Republicans and Democrats on the Senate Intelligence Committee urged their colleagues Tuesday to pass a bill that would strengthen election cybersecurity and protect against future attacks in the 2018 midterm elections. Richard Burr (R-N.C.), Chairman of the Senate Intelligence Committee, said Tuesday at a news conference. Mark Warner of Virginia on Tuesday largely reiterate concerns previously expressed by senators, cybersecurity experts, and state and local election officials.
The suggestions include more federal funding for states to replace outdated voting systems and improved information sharing between local and state agencies.
"It took the Department of Homeland Security almost nine months to notify top election officials that their states' systems had been messed with", Warner said.
They also stressed that their recommendations should not be viewed as a federal power grab of states' authority to manage their elections. Now that the potential vulnerability of US election systems is widely known, Russian Federation may not be the only adversary looking to poke holes in USA systems.
"We may never know the full extent of the Russian malicious attacks", Collins said. Susan Collins, R-Maine, another member of the committee.

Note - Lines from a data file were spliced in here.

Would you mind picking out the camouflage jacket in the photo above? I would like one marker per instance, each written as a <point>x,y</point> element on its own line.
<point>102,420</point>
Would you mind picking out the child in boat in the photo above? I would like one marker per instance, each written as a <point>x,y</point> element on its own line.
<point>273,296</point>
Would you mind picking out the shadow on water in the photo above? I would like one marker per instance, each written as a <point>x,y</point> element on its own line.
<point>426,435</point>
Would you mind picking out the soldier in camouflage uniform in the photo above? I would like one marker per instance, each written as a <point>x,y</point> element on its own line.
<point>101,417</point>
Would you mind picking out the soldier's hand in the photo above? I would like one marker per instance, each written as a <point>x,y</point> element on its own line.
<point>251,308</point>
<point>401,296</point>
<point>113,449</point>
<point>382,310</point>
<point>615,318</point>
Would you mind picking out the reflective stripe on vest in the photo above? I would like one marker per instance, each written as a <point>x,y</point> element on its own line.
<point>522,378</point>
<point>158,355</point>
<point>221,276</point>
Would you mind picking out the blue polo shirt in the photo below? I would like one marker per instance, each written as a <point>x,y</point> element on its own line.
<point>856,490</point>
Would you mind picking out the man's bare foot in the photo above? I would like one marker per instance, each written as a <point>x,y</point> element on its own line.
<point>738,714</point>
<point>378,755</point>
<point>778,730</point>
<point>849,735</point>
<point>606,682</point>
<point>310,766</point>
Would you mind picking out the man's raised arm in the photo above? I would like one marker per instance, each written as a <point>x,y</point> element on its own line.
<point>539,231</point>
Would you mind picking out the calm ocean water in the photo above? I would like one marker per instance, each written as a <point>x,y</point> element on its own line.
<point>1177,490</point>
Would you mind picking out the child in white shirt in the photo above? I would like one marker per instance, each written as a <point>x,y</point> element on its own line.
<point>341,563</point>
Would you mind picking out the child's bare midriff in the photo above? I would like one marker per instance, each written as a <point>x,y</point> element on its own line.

The State Department should also work with allies to create a global understanding that election meddling is out of bounds, according to the recommendations, while the intelligence community should speed the process of attributing cyberattacks to nations and groups that violate those norms. At a minimum, any machine purchased going forward should have a voter-verified paper trail and no WiFi capability.
Top U.S. intelligence officials believe Russian Federation will once again try to interfere with U.S. elections in the upcoming November midterms, according to a Director of National Intelligence report from mid February.
Overall, experts say far too little has been done to shore up vulnerabilities in 10,000 USA voting jurisdictions that mostly run on obsolete and imperfectly secured technology.
Warner called that hearing "an impetus to the Department [of Homeland Security] to communicate that with the states", which were notified only last September if they were one of the 21 states.
There's no evidence that any hack in the November 2016 election affected election results, but the attempts scared state election officials who sought answers about how their systems had been potentially compromised. Lawmakers in both parties have pressed the department on why it took so long. "It's pretty wonderful to me we've had the director of the Federal Bureau of Investigation, the director of national intelligence and the head of the [National Security Agency] say in public testimony within the last month that they've received no direction from the White House to make election security a priority".
"Every one of Mr. Trump's appointees in law enforcement and national security acknowledge what an ongoing threat Russian Federation is", Warner said Tuesday. Burr and Warner have said this report is the most urgent because of the threat that it could happen again in 2018.
The committee has yet to make a definitive statement on whether or not Trump campaign officials colluded with Russian agents leading up to the 2016 election, although the panel has one ongoing investigation into the matter.
The Senate Intelligence Committee has been conducting what is widely viewed as the least partisan out of the three primary congressional probes of Russia's meddling in 2016.